IQ was estimated using the four-subtest form of the Wechsler Abbreviated Scale of Intelligence (Wechsler, 1999; WASI). Estimates of Verbal IQ (Vocabulary and Similarities) and Performance (Block Design and Matrix Reasoning) were combined to create a Full Scale IQ score (FSIQ).

Global Functioning.

The Children’s Global Assessment Scale (CGAS) was used as a global measure of functioning. Clinician-based scores range from 0–100 and scores above 70 are typically considered to be in the normal range (Shaffer et al., 1983). Inter-rater and test-retest reliability as well as concurrent and construct validity have been demonstrated (Bird et al., 1990, 1987; Green et al., 1994).

Subjective Sleep Quality.

To measure subjective sleep quality on the night of PSG monitoring, participants completed a brief questionnaire in the morning regarding their sleep. The question, “How well did you sleep last night?” was used as a measure of subjective sleep quality, rated on a scale from 1 to 3 (from poorly to great).

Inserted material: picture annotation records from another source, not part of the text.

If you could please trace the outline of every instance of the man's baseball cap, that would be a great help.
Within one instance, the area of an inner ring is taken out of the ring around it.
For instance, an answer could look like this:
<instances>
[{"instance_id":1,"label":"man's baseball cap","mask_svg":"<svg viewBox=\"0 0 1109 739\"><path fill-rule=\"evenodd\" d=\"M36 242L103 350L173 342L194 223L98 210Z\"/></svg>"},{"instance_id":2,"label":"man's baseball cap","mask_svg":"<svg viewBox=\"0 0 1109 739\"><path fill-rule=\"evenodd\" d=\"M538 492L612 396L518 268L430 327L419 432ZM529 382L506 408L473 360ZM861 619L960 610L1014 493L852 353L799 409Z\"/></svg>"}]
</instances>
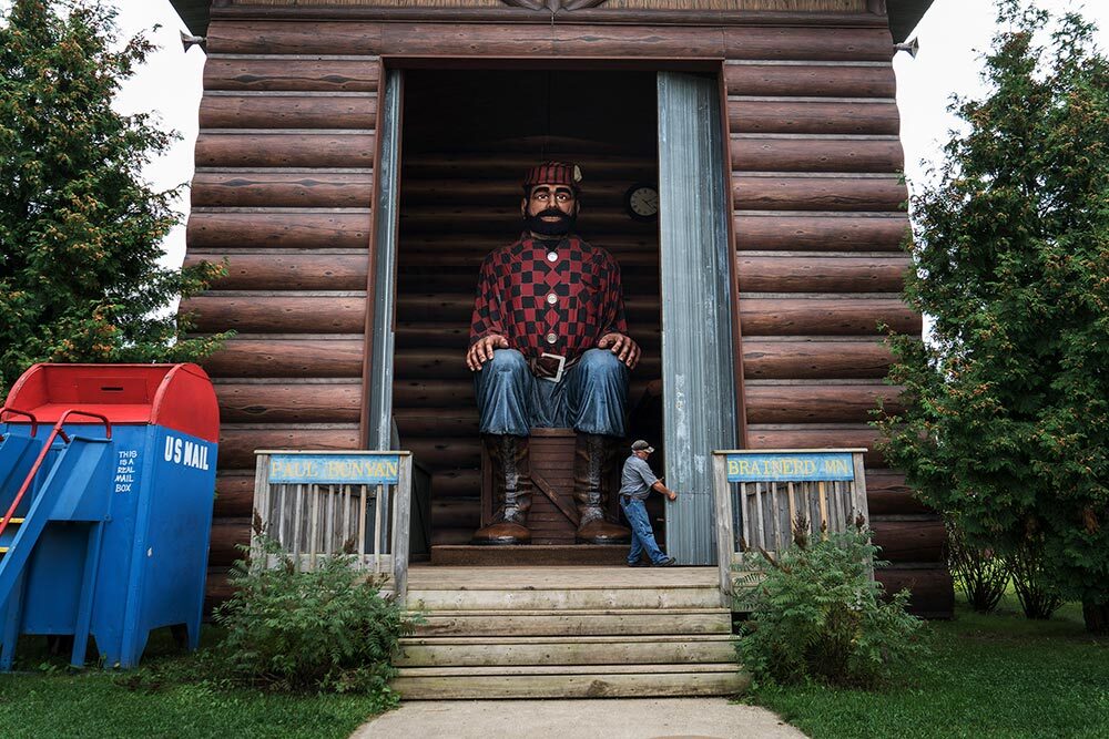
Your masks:
<instances>
[{"instance_id":1,"label":"man's baseball cap","mask_svg":"<svg viewBox=\"0 0 1109 739\"><path fill-rule=\"evenodd\" d=\"M528 170L522 184L528 192L532 185L566 185L578 192L581 189L581 168L567 162L543 162Z\"/></svg>"}]
</instances>

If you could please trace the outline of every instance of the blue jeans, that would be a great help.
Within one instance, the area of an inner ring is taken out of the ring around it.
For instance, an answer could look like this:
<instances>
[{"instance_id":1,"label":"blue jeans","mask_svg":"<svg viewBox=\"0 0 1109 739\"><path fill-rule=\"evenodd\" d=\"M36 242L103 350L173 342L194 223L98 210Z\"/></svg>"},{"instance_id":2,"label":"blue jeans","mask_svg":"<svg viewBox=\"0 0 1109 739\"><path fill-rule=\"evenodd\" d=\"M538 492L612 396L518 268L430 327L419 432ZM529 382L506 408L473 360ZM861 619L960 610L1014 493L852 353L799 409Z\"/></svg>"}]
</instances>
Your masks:
<instances>
[{"instance_id":1,"label":"blue jeans","mask_svg":"<svg viewBox=\"0 0 1109 739\"><path fill-rule=\"evenodd\" d=\"M628 368L590 349L559 382L536 378L516 349L497 349L475 373L481 433L527 437L532 428L624 435Z\"/></svg>"},{"instance_id":2,"label":"blue jeans","mask_svg":"<svg viewBox=\"0 0 1109 739\"><path fill-rule=\"evenodd\" d=\"M652 564L659 564L665 560L667 555L662 553L654 541L654 530L651 528L651 520L647 517L647 504L634 497L624 503L624 497L621 495L620 509L628 516L628 523L631 524L631 551L628 552L628 563L639 562L644 550Z\"/></svg>"}]
</instances>

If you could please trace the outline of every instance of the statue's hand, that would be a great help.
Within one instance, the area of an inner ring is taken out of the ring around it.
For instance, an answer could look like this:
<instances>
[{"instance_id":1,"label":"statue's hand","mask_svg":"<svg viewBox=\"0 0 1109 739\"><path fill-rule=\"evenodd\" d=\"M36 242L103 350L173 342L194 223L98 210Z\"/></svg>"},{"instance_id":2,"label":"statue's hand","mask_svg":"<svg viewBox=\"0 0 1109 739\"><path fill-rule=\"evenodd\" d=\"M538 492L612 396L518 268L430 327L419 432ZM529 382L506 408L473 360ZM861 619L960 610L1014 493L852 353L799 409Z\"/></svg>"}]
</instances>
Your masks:
<instances>
[{"instance_id":1,"label":"statue's hand","mask_svg":"<svg viewBox=\"0 0 1109 739\"><path fill-rule=\"evenodd\" d=\"M615 331L606 333L597 342L597 348L611 349L617 359L627 365L628 369L635 369L635 365L639 363L639 345L632 341L630 336L617 333Z\"/></svg>"},{"instance_id":2,"label":"statue's hand","mask_svg":"<svg viewBox=\"0 0 1109 739\"><path fill-rule=\"evenodd\" d=\"M466 352L466 366L471 372L477 372L482 365L492 359L494 349L508 349L508 339L502 336L486 336L478 339Z\"/></svg>"}]
</instances>

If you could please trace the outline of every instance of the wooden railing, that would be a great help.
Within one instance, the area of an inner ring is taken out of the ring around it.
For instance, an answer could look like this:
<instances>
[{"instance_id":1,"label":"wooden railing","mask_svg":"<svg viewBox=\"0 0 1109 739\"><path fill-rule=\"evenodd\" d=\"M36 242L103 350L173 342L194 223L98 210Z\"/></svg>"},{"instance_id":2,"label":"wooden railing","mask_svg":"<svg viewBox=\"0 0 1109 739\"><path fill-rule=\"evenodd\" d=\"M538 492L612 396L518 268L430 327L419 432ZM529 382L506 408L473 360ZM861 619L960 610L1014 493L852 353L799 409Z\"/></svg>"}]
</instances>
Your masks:
<instances>
[{"instance_id":1,"label":"wooden railing","mask_svg":"<svg viewBox=\"0 0 1109 739\"><path fill-rule=\"evenodd\" d=\"M812 536L868 522L865 449L713 452L720 588L733 593L744 560L790 546L796 525Z\"/></svg>"},{"instance_id":2,"label":"wooden railing","mask_svg":"<svg viewBox=\"0 0 1109 739\"><path fill-rule=\"evenodd\" d=\"M349 551L386 574L398 602L408 583L413 458L408 452L258 451L254 510L298 567ZM263 556L255 550L254 557ZM275 557L266 566L276 564ZM258 561L258 560L255 560Z\"/></svg>"}]
</instances>

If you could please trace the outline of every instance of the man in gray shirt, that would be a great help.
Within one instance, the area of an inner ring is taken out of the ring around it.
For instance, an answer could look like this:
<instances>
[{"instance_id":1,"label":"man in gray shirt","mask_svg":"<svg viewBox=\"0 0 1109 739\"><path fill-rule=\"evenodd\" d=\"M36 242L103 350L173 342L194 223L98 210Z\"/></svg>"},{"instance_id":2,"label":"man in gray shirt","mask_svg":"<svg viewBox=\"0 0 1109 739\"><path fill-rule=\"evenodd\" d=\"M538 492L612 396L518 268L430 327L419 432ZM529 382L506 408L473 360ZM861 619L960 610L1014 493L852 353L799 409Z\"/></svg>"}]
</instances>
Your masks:
<instances>
[{"instance_id":1,"label":"man in gray shirt","mask_svg":"<svg viewBox=\"0 0 1109 739\"><path fill-rule=\"evenodd\" d=\"M632 533L631 551L628 552L630 567L648 566L641 560L643 552L647 552L652 566L669 567L676 563L673 557L663 554L654 541L654 530L651 528L651 520L647 516L647 505L643 503L652 490L671 501L678 499L678 493L663 485L647 463L647 458L653 451L654 448L642 439L633 443L631 456L624 462L623 473L620 475L620 507L628 516Z\"/></svg>"}]
</instances>

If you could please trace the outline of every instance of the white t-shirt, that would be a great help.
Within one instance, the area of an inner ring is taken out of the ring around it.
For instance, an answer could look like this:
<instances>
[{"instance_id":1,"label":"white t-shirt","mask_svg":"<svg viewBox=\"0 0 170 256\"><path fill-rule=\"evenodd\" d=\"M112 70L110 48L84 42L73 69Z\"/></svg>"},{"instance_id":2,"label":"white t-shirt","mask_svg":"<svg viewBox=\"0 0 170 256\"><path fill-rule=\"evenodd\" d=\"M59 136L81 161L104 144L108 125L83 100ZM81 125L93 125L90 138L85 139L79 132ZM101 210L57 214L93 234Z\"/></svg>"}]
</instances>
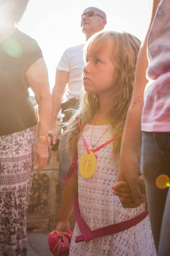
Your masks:
<instances>
[{"instance_id":1,"label":"white t-shirt","mask_svg":"<svg viewBox=\"0 0 170 256\"><path fill-rule=\"evenodd\" d=\"M68 99L78 98L82 86L84 44L68 48L64 52L56 67L56 70L69 72L65 92Z\"/></svg>"}]
</instances>

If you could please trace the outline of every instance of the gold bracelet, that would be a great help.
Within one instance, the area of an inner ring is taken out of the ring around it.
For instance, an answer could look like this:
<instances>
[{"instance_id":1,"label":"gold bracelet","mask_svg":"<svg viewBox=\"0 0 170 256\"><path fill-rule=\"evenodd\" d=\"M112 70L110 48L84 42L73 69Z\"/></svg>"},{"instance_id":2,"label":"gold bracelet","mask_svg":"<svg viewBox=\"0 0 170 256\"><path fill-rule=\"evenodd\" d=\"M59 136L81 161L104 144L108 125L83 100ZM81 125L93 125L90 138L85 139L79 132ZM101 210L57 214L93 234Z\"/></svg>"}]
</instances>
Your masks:
<instances>
[{"instance_id":1,"label":"gold bracelet","mask_svg":"<svg viewBox=\"0 0 170 256\"><path fill-rule=\"evenodd\" d=\"M46 137L45 136L38 136L38 138L40 139L43 139L44 140L46 140L47 142L48 142L48 140L49 139L49 136L47 136L47 137Z\"/></svg>"}]
</instances>

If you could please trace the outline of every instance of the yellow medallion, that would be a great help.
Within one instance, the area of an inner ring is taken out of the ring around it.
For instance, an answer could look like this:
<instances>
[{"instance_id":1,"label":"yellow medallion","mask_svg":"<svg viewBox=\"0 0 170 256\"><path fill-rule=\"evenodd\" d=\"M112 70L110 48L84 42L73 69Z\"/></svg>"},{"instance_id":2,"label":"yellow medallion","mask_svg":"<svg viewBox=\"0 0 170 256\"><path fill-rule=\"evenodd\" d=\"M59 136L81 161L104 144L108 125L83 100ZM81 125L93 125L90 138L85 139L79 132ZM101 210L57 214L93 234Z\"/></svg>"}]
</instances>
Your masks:
<instances>
[{"instance_id":1,"label":"yellow medallion","mask_svg":"<svg viewBox=\"0 0 170 256\"><path fill-rule=\"evenodd\" d=\"M94 153L90 150L90 154L86 151L82 155L79 163L79 171L82 177L85 179L90 178L96 171L96 158Z\"/></svg>"}]
</instances>

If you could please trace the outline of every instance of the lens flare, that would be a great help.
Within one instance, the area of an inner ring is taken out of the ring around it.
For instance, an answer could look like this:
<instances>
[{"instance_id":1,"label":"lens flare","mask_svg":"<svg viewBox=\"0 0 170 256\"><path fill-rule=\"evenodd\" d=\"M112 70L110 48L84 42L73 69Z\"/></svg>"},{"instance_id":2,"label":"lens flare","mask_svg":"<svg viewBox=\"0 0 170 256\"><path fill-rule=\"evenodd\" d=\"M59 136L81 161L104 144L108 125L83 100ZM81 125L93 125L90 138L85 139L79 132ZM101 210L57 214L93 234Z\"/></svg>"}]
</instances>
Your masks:
<instances>
[{"instance_id":1,"label":"lens flare","mask_svg":"<svg viewBox=\"0 0 170 256\"><path fill-rule=\"evenodd\" d=\"M3 42L2 47L4 52L13 57L19 57L22 53L22 49L20 44L12 38L9 38Z\"/></svg>"},{"instance_id":2,"label":"lens flare","mask_svg":"<svg viewBox=\"0 0 170 256\"><path fill-rule=\"evenodd\" d=\"M156 183L159 188L163 189L170 187L170 179L167 175L162 174L157 178Z\"/></svg>"}]
</instances>

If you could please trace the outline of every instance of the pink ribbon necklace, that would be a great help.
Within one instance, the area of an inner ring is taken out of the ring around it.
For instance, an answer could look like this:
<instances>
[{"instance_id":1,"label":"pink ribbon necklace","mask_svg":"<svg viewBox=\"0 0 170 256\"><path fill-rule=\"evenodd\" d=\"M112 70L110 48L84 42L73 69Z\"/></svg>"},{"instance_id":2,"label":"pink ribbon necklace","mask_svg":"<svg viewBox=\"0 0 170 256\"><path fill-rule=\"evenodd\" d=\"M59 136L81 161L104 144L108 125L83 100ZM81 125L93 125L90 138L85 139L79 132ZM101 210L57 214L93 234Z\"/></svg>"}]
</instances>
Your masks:
<instances>
[{"instance_id":1,"label":"pink ribbon necklace","mask_svg":"<svg viewBox=\"0 0 170 256\"><path fill-rule=\"evenodd\" d=\"M107 128L106 128L106 129L104 130L104 132L102 133L102 135L100 136L100 137L99 138L99 139L98 140L97 140L97 141L96 143L95 144L93 144L92 143L92 137L93 137L93 131L94 131L94 123L95 122L95 120L96 120L96 118L97 115L98 110L97 110L97 111L96 111L96 114L95 115L95 116L94 117L94 121L93 121L93 122L92 126L92 135L91 135L91 145L92 146L92 150L94 150L94 146L95 146L95 145L97 145L97 143L98 143L99 141L100 140L101 138L102 138L102 137L103 137L103 136L104 135L104 134L108 130L109 128L110 127L110 125L108 124L108 127L107 127ZM95 155L95 156L96 156L96 157L97 158L97 154L96 154L96 154Z\"/></svg>"}]
</instances>

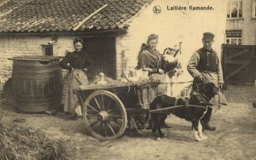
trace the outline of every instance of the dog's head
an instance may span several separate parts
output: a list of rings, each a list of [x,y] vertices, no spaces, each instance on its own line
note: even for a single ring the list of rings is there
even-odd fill
[[[215,86],[212,83],[201,83],[198,85],[198,89],[200,93],[204,94],[208,100],[211,100],[214,97],[215,94],[218,92],[218,88]]]

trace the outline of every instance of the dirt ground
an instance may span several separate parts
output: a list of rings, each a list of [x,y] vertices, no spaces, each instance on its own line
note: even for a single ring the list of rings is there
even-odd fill
[[[83,120],[68,120],[62,113],[56,116],[17,113],[3,99],[0,111],[3,113],[3,123],[25,118],[25,123],[15,123],[40,129],[49,137],[63,141],[72,160],[256,160],[256,111],[252,106],[252,86],[228,86],[224,92],[229,105],[212,116],[212,123],[218,129],[205,131],[208,139],[202,142],[195,141],[190,123],[172,115],[167,119],[172,128],[163,129],[166,137],[160,140],[154,140],[150,130],[143,130],[142,134],[125,132],[117,140],[99,141],[86,131]]]

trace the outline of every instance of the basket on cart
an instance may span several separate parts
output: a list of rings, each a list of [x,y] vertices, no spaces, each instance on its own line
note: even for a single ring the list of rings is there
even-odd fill
[[[159,82],[116,83],[76,89],[85,128],[96,139],[113,140],[125,132],[131,115],[143,114],[158,92]]]

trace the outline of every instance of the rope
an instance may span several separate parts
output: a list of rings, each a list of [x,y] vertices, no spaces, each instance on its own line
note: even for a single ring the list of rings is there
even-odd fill
[[[180,83],[160,83],[161,84],[179,84],[179,83],[193,83],[193,81],[188,81],[188,82],[180,82]]]

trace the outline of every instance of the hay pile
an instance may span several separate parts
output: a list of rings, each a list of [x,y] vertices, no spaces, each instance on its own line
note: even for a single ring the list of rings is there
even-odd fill
[[[49,140],[42,132],[0,122],[0,159],[65,160],[67,155],[61,143]]]

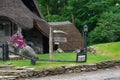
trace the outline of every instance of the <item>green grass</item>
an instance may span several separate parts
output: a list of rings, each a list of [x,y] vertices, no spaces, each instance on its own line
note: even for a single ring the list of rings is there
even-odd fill
[[[93,46],[97,54],[107,56],[112,59],[120,59],[120,42],[97,44]]]
[[[119,60],[120,59],[120,42],[116,43],[106,43],[106,44],[97,44],[93,46],[97,51],[96,54],[88,53],[88,59],[86,63],[76,63],[76,62],[43,62],[37,61],[36,65],[33,66],[30,64],[30,60],[14,60],[14,61],[0,61],[0,65],[12,64],[15,66],[29,66],[34,68],[51,68],[59,67],[65,65],[78,65],[78,64],[89,64],[97,63],[104,60]],[[40,59],[49,59],[49,54],[39,54]],[[76,53],[55,53],[55,60],[76,60]]]

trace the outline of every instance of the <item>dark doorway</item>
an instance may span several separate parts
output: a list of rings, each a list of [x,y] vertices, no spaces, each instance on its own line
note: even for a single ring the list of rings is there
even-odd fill
[[[49,52],[49,39],[46,36],[43,36],[43,52]]]

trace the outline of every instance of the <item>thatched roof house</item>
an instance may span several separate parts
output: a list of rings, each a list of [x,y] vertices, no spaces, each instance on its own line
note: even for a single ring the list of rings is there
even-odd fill
[[[37,0],[0,0],[0,42],[5,42],[18,27],[40,52],[48,52],[49,25],[38,9]]]
[[[58,45],[62,50],[74,51],[76,49],[83,48],[83,38],[74,24],[69,21],[50,22],[49,24],[53,27],[54,30],[59,32],[63,31],[63,33],[66,33],[67,42],[61,42]]]

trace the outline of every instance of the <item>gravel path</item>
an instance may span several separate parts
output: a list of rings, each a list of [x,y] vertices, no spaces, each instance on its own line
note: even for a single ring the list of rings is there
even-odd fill
[[[120,80],[120,68],[98,70],[93,72],[71,73],[29,80]]]

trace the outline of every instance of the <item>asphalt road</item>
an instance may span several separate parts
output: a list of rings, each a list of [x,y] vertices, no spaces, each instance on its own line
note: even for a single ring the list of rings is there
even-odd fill
[[[98,70],[93,72],[70,73],[29,80],[120,80],[120,68]]]

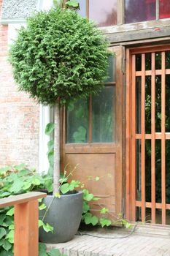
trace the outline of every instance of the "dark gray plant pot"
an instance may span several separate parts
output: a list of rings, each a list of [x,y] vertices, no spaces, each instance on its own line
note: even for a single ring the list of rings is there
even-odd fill
[[[43,203],[47,206],[53,200],[53,195],[47,195]],[[44,219],[53,227],[53,233],[47,233],[39,229],[39,241],[47,244],[63,243],[71,240],[77,233],[82,217],[82,192],[75,192],[70,195],[55,197]],[[45,211],[39,211],[39,219]]]

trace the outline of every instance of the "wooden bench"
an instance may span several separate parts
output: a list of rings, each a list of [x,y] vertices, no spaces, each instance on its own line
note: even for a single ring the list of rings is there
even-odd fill
[[[14,206],[14,255],[38,256],[39,202],[46,193],[32,192],[0,199],[0,208]]]

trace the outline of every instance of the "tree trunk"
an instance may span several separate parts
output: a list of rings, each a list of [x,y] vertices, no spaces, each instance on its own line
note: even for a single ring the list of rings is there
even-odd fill
[[[60,186],[60,111],[58,105],[54,107],[54,123],[53,195],[58,192]]]

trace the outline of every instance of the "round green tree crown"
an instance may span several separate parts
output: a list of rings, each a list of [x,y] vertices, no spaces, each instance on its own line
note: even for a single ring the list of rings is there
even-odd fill
[[[93,23],[74,11],[52,9],[28,19],[9,60],[21,91],[44,105],[66,105],[100,90],[109,54]]]

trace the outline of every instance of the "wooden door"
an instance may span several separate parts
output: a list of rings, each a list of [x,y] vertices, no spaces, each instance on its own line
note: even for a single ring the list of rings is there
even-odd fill
[[[101,198],[92,205],[93,213],[107,207],[112,217],[122,213],[123,48],[110,50],[116,56],[109,59],[109,78],[101,92],[63,110],[61,146],[63,169],[78,165],[74,178]]]
[[[126,59],[126,217],[170,224],[170,45]]]

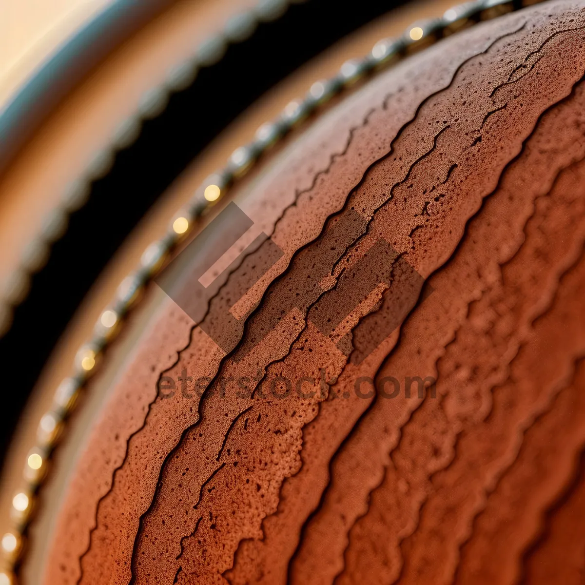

Anxiety and Worry Severity.

Child anxiety severity was assessed using the Screen for Child Anxiety Related Disorders (SCARED; Birmaher et al. 1999). This 41-item scale assesses symptoms of panic, GAD, separation anxiety, social phobia, and school phobia based on DSM classifications. Participants report how true each item has been over the past 3 months. Items are measured on a 3-point Likert scale from 0 (not true or hardly every true) to 2 (very true or often true). Ratings were summed to create a SCARED total score, with higher scores indicating greater anxiety. The SCARED has been shown to have good internal consistency, and adequately discriminates anxiety from other psychiatric conditions (Birmaher et al., 1999).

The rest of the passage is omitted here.